Leaders acknowledge a federal law is unlikely to be signed into law by Hillary Clinton, if she is elected president. But the idea is gaining traction in states with traditionally strong anti-abortion laws, including Texas.
“In the future, we’re going to need better data,” said Texas Alliance for Life Executive Director Joe Pojman, who acknowledged groups like his are likely to have a hard time pursuing new restrictions without statistics supporting their safety concerns.
One of the problems with the Centers for Disease Control reports is that states are not required to collect or report abortion data. The CDC reports show lower abortion numbers because they are missing data from California, Maryland and New Hampshire.
The most recent report from CDC shows that 699,202 abortions were performed in 47 states in 2012. However, the Guttmacher Institute, which surveys abortion clinics directly in all 50 states, reported approximately 219,000 more abortions in the three states missing from the CDC report.
Another problem is that the CDC monitors abortion-related deaths, but it does not monitor other complications, according to Politico. The CDC reported two women died from legal abortions in 2012, making the total deaths 424 since 1973 when the Supreme Court ruled on Roe v. Wade.
The CDC report even cautions people that its maternal mortality data is not complete. According to the report, its numbers “during 1998-2011 cannot be used alone to calculate national case-fatality rates … because certain states did not report abortion data every year during this period.”

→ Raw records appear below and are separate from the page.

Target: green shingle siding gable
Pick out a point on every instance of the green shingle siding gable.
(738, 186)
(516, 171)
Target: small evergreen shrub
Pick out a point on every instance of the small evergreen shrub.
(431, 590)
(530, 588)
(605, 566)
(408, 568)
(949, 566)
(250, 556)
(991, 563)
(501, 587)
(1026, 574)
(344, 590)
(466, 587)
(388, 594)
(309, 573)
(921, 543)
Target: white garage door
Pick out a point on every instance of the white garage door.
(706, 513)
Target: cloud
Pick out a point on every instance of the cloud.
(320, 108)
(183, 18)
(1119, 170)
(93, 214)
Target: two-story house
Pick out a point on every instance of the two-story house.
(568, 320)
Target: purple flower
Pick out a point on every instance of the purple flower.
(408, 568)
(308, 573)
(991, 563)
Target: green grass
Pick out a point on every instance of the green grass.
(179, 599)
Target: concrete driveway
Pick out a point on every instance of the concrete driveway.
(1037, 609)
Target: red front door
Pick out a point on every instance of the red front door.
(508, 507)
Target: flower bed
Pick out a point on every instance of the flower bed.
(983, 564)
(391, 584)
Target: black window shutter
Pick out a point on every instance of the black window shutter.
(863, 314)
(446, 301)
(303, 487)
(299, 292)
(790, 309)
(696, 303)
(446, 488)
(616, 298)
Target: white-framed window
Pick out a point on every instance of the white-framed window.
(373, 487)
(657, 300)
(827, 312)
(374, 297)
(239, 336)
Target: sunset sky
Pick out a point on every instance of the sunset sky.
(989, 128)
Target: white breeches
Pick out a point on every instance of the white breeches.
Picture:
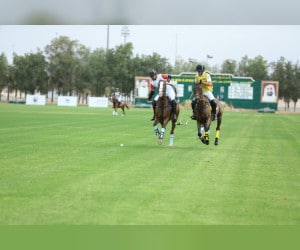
(209, 95)
(169, 92)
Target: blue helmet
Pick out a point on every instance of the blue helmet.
(152, 73)
(200, 67)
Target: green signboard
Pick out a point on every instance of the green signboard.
(239, 92)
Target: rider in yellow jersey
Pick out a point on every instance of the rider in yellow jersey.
(204, 78)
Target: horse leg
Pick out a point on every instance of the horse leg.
(162, 131)
(115, 111)
(219, 121)
(206, 132)
(155, 127)
(201, 132)
(172, 134)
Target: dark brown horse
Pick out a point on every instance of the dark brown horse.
(203, 115)
(163, 114)
(116, 105)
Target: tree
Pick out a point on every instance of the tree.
(97, 72)
(29, 73)
(63, 61)
(229, 66)
(3, 72)
(256, 68)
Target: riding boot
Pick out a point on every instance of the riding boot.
(174, 108)
(153, 106)
(193, 107)
(213, 109)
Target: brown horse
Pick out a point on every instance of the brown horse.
(163, 114)
(203, 115)
(116, 105)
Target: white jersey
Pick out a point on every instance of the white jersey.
(157, 80)
(118, 96)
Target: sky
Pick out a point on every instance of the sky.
(222, 42)
(222, 12)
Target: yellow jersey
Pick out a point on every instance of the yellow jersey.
(204, 78)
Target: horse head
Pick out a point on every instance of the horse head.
(162, 88)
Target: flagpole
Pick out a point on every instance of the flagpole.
(175, 49)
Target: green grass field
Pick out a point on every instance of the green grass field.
(64, 165)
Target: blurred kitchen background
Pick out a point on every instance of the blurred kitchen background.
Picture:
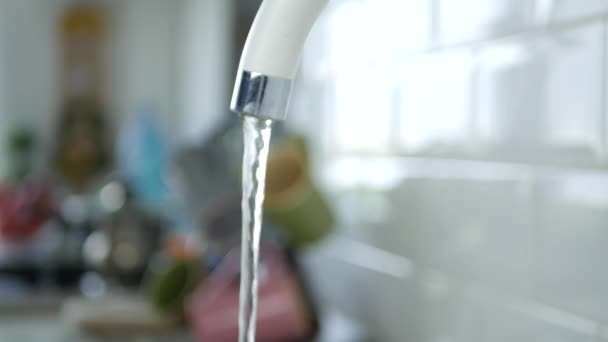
(456, 151)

In the past few years, LifeNews has reported several women’s deaths due to botched abortions. In 2015, a pro-life group in California learned that a woman reportedly died after a botched abortion in San Diego. In 2014, Lakisha Wilson died after a botched abortion at an Ohio facility; and 22-year-old Tonya Reaves bled to death after a Chicago Planned Parenthood clinic botched her abortion in 2012.
While abortion activists claim that abortions are safer than childbirth, there is little data to prove the claim. Dr. Freda Bush, an OB-GYN and clinical instructor at the University of Mississippi, said abortions can lead to serious complications or even death for women as well as their unborn babies, but many complications are not reported.
Women experiencing abortion complications after they leave the abortion clinic often go to, or are instructed to go to, the emergency room by themselves, and many are too ashamed to say that they had an abortion, Bush said during the Evangelicals for Life conference in January.
“So, we really don’t know how many abortions are being done, we don’t know how many people are dying of abortions because the numbers are not being kept,” Bush said.
While abortion activists cite their own studies claiming that abortion is safer than childbirth, other studies are finding contradictory results. Studies in Finland, Denmark and the U.S. have found evidence that abortion is not safer for women than giving birth to their children. The 2012 Denmark study surveyed nearly half a million medical records and found a significantly higher maternal death rate after abortions, compared to childbirth.